The check engine soon is only a warning and if addressed quickly may not be a significant problem. I have a few lights showing on my van.... the check engine is the one I watch for. If they cannot get a reading they should not get your business!! Were they hooking up to scanners?? Or was/is it scammers??


----------



## bruiser (Jul 30, 2005)

It could be the fuse for the port is fried. I don't know which fuse it is. Check owner's manual.
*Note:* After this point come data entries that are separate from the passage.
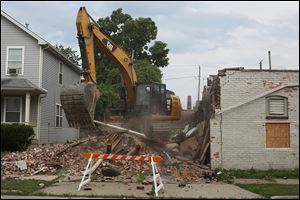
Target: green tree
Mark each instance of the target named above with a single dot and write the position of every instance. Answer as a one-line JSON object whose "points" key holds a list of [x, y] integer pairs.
{"points": [[134, 36], [69, 53], [146, 72]]}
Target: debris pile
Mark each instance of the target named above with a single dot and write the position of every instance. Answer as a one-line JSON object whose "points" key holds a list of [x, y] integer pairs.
{"points": [[50, 159]]}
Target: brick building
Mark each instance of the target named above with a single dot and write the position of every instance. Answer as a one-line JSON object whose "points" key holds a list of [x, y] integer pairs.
{"points": [[253, 119]]}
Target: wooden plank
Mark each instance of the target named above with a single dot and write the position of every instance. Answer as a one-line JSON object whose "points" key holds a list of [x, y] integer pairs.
{"points": [[204, 151], [277, 135]]}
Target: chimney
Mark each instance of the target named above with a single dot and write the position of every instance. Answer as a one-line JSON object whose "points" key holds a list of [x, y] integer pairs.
{"points": [[260, 65], [189, 103], [269, 52]]}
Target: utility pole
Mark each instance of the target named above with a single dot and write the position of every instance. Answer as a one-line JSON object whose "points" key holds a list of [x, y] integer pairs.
{"points": [[199, 77]]}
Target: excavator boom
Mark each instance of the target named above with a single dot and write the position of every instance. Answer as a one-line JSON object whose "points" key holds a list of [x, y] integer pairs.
{"points": [[148, 99]]}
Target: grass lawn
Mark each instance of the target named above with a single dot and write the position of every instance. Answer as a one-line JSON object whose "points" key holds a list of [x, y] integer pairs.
{"points": [[27, 187], [268, 190]]}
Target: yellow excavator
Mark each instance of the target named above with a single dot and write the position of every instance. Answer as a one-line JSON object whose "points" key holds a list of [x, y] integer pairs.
{"points": [[149, 99]]}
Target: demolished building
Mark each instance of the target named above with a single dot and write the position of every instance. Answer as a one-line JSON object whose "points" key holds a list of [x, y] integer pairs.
{"points": [[252, 117]]}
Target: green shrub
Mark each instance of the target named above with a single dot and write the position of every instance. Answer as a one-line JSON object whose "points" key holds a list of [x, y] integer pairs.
{"points": [[15, 137]]}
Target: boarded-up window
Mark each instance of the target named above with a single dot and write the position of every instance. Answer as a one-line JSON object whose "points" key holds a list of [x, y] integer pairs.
{"points": [[277, 135], [277, 107]]}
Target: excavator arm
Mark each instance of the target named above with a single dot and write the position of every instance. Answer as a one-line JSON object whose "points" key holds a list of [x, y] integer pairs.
{"points": [[90, 33], [79, 100]]}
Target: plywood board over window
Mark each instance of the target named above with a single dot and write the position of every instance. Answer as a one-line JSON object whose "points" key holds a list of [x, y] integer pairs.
{"points": [[277, 135]]}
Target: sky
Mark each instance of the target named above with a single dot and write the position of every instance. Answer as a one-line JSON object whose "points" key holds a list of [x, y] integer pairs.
{"points": [[213, 35]]}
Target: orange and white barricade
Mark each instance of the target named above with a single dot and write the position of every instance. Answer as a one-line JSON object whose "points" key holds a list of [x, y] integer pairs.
{"points": [[158, 185]]}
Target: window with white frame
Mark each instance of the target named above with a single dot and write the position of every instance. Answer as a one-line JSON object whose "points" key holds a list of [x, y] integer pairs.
{"points": [[12, 109], [60, 73], [58, 116], [277, 107], [15, 60]]}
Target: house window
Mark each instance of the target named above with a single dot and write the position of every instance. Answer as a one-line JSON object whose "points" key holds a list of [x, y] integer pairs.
{"points": [[277, 135], [277, 107], [60, 73], [12, 109], [15, 60], [58, 116]]}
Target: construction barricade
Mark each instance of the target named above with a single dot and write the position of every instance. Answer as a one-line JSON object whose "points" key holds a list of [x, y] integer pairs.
{"points": [[158, 185]]}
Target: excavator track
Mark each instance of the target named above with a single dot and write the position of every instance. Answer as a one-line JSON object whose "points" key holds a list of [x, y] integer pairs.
{"points": [[79, 102]]}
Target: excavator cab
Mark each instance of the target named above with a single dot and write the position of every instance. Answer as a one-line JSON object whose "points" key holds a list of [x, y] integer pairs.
{"points": [[150, 98]]}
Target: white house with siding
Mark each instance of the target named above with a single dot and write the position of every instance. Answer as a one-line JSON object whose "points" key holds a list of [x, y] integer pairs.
{"points": [[32, 75]]}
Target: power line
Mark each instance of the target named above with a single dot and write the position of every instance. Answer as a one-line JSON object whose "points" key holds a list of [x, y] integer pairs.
{"points": [[182, 77]]}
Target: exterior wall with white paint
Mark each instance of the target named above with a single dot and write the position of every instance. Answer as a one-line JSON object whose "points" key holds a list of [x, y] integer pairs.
{"points": [[238, 135]]}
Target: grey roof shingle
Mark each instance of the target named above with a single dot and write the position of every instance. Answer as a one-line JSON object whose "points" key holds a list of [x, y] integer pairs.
{"points": [[20, 84]]}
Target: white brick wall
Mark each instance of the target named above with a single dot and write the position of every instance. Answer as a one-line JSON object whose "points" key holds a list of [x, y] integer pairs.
{"points": [[238, 135]]}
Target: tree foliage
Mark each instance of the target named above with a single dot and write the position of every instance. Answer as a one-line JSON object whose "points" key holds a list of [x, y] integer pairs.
{"points": [[146, 72], [136, 37]]}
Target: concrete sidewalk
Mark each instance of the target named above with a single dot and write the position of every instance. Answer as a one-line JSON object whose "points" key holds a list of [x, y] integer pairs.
{"points": [[264, 181], [105, 189]]}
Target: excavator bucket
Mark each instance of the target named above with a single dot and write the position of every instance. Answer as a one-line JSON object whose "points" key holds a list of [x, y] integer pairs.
{"points": [[79, 102]]}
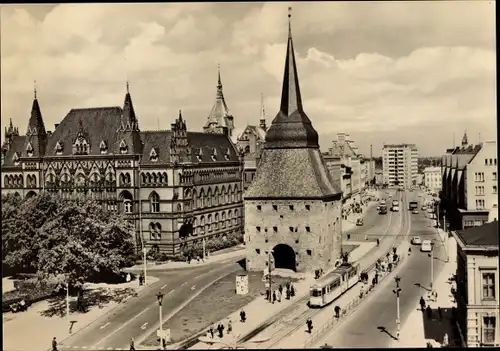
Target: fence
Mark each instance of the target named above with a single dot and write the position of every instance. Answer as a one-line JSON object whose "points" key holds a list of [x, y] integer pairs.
{"points": [[316, 336]]}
You could also go by Autozone and see if their reader will work. If you get the DTC number, be sure to write it down so you can look it up.


----------



## SABL (Jul 4, 2008)

Hey Bruiser:wave:

I do respect your opinion but will hold fast that if a shop will not replace a 50cent fuse to get to the source of the problem does not deserve your business. I have never had a problem reading codes and I think you might know something that I have missed. I am not aware of a break in a readout that can occur due to a fuse. I am way out of sync but I try to learn. 

I just deleted my comment on Autozone..... The opinion is strictly my own.


----------



## bruiser (Jul 30, 2005)

There are vehicles that have a powered ALDL port. Whether the Explorer has one or not, I don't know. It seems logical a shop would check to see if the port had power. 

The only reason I mentioned Autozone is because it's free, and not to rely on them for repair advice. Usually, there is at least one person there who knows a little something about automobiles, but the chances of the person helping a customer is not good. That's why I said write the code number down. Also, if their code reader doesn't work, that's a good indication something is wrong at the Explorer end.


----------



## mack1 (Nov 27, 2007)

I would vote on the fuse as being the problem. I have an S10 Blazer with running lights that come on when the engine runs. Not liking that, I unplugged fuse 15 and that killed it and the OBDII plug. 

Best regards,
Mack1


----------



## SABL (Jul 4, 2008)

Thanks guys!!:wave:

I learned something!!:grin:

I retract any comment in reference to Autozone. I just had a bad experience with a false test read on a critical component. It can happen anywhere.....

I need a fuse or circuit breaker for my keyboard...... one that kills the KB after 3 or 4 beers:laugh::laugh:


----------